Because you don't know who is the first and who is the second , Who is slow and who is slow? . As shown above , There will be Redis Cache data and MySQL atypism . Of course you can be right key Conduct locked . But lock is such a heavyweight thing that has a great impact on the concurrent function , Don't use a lock if you can ! The above-mentioned situation will still cause Caching is old data ,DB It's new data . And if the cache doesn't expire, this problem will persist .

Write 3: Delay double delete strategy


This is the delay double delete strategy , It can be relieved in Write 2 Update in MySQL In the process, there are read threads entering, which causes Redis Caching and MySQL Data inconsistency . The way is Delete cache -> Update cache -> Time delay ( A few hundred ms)( Asynchronous ) Delete cache again . Even on the way to update the cache Write 2 The problem of . Cause data inconsistency , But delay ( It depends on the business , Usually hundreds of ms) Deleting again can quickly resolve the inconsistency .

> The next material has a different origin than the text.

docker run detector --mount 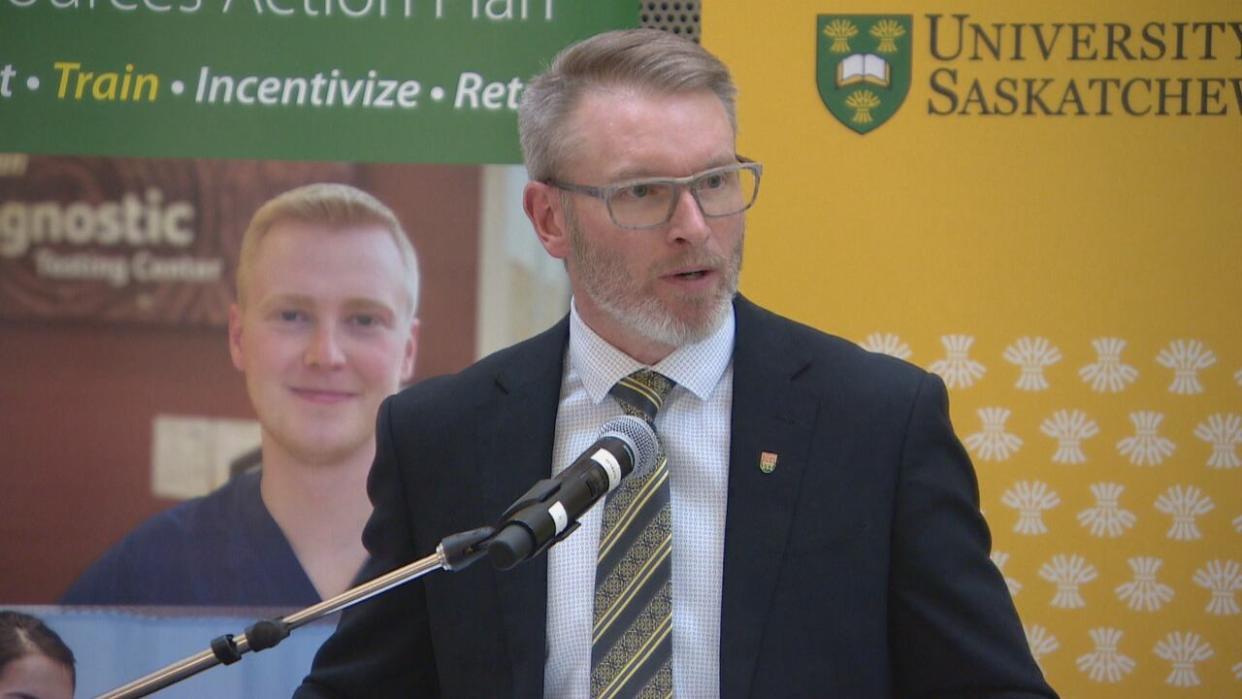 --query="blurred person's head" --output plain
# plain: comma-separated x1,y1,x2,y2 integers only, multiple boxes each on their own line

But there are loopholes in the plan , For example, delete the error for the second time 、 Write many read high concurrency MySQL The pressure of the visit and so on . Of course you can choose to use MQ Wait for message queuing to resolve asynchronously . In fact, the practical solution is very difficult to take into account the foolproof , Therefore, many big men may be spurted because of some mistakes in the design process . As the author of vegetables, I will not make a fool of myself here , Everybody, welcome to contribute your project .

Write 4: Operate the cache directly , Write... Regularly sql( Suitable for high concurrency )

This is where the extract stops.